Tepatnya 14 Februari 2024 nanti, pesta demokrasi itu akan dilaksanakan yakni pemilu presiden dan pemilu legislatif. Lalu kita harus bagaimana?
Tetap gunakan hak pilih kita sebagai warga negara yang baik. Namun perlu diingat ‘Masyarakat Jangan Memilih Partai dan Pemimpin Yang Melakukan Praktek Jual Beli Jabatan’.
Jual-beli jabatan, menurut saya adalah upaya melakukan komersialisasi terhadap birokrasi. Dari sini, ada potensi korupsi turunan budaya korupsi baru yang secara berjenjang mulai dari jabatan yang paling tinggi ke jabatan yang lebih rendah dan dilakukan berulang ulang jika tidak mampu diantisipasi dan dicegah.
Secara instrumen Kebijakan dan aturan hukum formilnya UU ASN sudah mengatur dan nembuat desain seleksi yang bagus. Dulu melalui kepangkatan, saat ini ada lelang jabatan bahkan melalui proses assessment, jika tidak puas dan menemukan pelanggaran juga bisa masuk sengketa aduan untuk disampaikan ke KASN.
Komisi ASN dapat turun ke lapangan untuk mengecek kebenaran dokumen atau mendapatkan situasi langsung yang ada di lapangan. Bila sudah meyakini bahwa bukti-bukti yang didapat kuat, barulah Komisi ASN mengeluarkan rekomendasi. Namun problemnya rekomendasi yang disampaikan Komisi ASN seringkali tidak ditindaklanjuti. Padahal, Pasal 120 ayat (5) UU ASN tegas menyatakan bahwa rekomendasi Komisi ASN bersifat mengikat para pihak. hanya saja, karena kewenangan Komisi ASN tidak berdampak langsung pada aspek kepegawaian maupun keuangan terhadap ASN, maka sulit untuk membuat efek jera.
Belum lagi problem jika jual beli itu sudah jadi budaya suap dalam birokrasi, namanya suap orang yang menyuap dan disuap takut untuk melapor. Kalau kita mau melaporkan ke KPK pasti ada indikasi yang kuat. Kalau hanya gossip biasa, itukan belum bisa. Maka imi tantangan kita untuk meng-encourage supaya masyarakat mau melaporkan.

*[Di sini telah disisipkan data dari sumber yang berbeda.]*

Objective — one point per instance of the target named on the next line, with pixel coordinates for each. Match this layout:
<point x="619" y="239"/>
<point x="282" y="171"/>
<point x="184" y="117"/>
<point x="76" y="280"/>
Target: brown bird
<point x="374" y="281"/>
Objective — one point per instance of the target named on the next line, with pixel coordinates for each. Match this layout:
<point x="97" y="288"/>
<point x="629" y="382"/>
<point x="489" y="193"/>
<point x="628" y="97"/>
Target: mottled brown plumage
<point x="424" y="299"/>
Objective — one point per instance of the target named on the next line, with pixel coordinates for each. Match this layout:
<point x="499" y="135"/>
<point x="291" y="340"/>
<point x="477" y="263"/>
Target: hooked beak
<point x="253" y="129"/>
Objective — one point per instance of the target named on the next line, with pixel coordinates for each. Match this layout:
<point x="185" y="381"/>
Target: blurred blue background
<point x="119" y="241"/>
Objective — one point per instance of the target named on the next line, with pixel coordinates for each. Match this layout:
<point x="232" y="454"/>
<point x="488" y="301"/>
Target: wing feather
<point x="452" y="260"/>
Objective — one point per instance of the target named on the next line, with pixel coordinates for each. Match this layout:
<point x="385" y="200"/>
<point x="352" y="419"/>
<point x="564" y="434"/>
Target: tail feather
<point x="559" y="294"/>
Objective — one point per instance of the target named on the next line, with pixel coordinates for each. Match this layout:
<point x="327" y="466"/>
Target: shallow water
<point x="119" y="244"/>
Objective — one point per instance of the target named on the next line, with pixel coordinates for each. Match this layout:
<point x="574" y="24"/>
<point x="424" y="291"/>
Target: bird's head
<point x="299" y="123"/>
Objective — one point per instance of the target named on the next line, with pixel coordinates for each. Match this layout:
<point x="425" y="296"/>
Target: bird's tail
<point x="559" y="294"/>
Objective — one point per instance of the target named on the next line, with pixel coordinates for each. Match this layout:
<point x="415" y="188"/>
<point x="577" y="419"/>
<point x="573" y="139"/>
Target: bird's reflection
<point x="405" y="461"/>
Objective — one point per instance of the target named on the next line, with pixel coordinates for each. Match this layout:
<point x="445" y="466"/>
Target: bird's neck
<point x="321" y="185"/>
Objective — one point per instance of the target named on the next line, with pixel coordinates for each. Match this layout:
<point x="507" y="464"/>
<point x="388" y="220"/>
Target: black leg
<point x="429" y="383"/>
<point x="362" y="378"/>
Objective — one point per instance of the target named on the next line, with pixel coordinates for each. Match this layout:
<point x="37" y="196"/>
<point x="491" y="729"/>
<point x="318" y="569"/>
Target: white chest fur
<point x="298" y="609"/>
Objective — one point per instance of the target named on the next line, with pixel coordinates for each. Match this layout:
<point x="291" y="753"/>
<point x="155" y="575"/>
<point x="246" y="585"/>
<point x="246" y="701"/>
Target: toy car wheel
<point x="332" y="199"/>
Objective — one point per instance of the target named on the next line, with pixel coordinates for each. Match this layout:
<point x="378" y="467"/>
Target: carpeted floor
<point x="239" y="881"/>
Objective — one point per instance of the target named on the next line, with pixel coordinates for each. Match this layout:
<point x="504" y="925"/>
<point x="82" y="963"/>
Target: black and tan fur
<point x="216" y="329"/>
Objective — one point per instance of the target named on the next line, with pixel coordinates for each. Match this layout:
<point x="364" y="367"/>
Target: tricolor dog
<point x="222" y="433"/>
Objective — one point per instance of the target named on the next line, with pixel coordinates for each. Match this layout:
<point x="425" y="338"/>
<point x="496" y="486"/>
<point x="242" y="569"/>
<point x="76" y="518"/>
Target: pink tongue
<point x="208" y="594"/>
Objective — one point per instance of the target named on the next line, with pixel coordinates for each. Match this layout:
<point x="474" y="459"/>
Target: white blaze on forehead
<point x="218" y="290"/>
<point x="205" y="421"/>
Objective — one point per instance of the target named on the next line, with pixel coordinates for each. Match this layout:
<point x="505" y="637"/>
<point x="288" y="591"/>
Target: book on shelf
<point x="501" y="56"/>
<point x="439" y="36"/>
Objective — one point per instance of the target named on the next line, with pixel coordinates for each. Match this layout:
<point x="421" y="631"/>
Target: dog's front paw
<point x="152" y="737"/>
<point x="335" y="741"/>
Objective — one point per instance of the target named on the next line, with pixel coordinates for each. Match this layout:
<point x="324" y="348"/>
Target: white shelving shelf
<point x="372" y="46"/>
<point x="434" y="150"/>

Sebetulnya ada cara paling sederhana yang dapat mengurangi potensi tersebut terdapat dua instrument, pertama dimulai lewat peran Partai Politik (parpol) dan yang kedua peran masyarakat sebagai pemilih. Bila parpol mengendus ada kader partai mereka yang meminta sejumlah uang, maka sejatinya parpol wajib memecat orang yang bersangkutan sebagai anggota parpol. Sedangkan bagi masyarakat, kuncinya ada saat melaksanakan hak politiknya baik pada partai atau pemimpin yang mentolerir atau melakukan dengan jelas jelas praktek jual beli jabatan atau suap maka harus pertimbangkan kembali untuk memilihnya.
Jadilah pemilih yang cerdas pada pemilu nanti. Selektiv dan jangan tergiur dengan uang sogokan untuk memilih wakil rakyat dan pemimpin baik tingkat Kabupaten/kota, sampai ke pusat.